Advantages of selling to an investor can include a high price and his likely ease of finding financing. On the flip side, the investor pool might be limited, as other business options, traditionally, offer a higher and safer rate of return.

The owner-operator buyer type is often an entrepreneur who wants to jump right in and run the business. He’ll also want steady profits, a strong customer list, and growth potential. And, though he’ll want systems and staff to be in place, he might very well make changes. For that reason, I suggest you assemble employees who will go with the flow and follow the leader.

The owner-operator business model may not command as high a price as the investor model, but it will probably give you more potential buyers from which to choose.

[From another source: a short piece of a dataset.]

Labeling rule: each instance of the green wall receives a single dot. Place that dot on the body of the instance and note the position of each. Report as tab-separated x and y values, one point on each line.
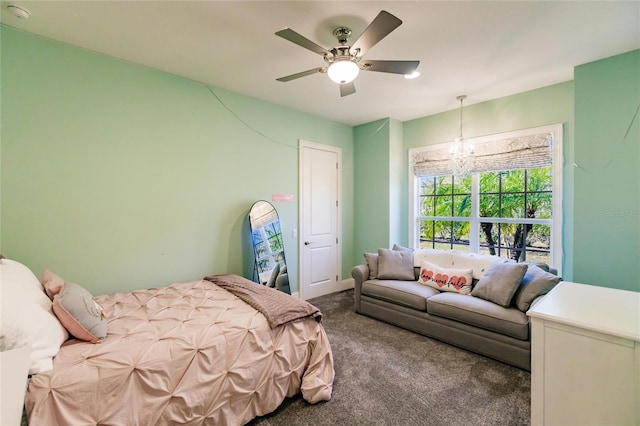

The sale of my business was in several ways a hybrid of the two models described above. My buyer was my general manager, who had many years of practical experience with the company’s direction, growth, and daily management. My terrific team liked and respected him, and the gradual transition time helped us all feel good about my eventual departure from the business.

Together, my general manager and I agreed on a selling price that was profitable for both of us, based on a multiple of earnings and the fact that the business was well-established and steady. We set the price high enough to make it worth selling, instead of keeping it and collecting the net.

But to make the sale happen, I had to provide the financing. I saw this as a risk worth taking, as the buyer had proven his competence and commitment to not only preserve the business’ strengths but to grow in a strategic and manageable way.

What model best describes you and your business? What changes can you make to strengthen your company’s appeal to its best-suited buyer?

—Shawn McCadden founded, operated, and sold a successful design/build remodeling business. A co-founder of the Residential Design/Build Institute and former director of education for a national K&B remodeling franchise, he frequently speaks at industry events and consults with remodeling companies.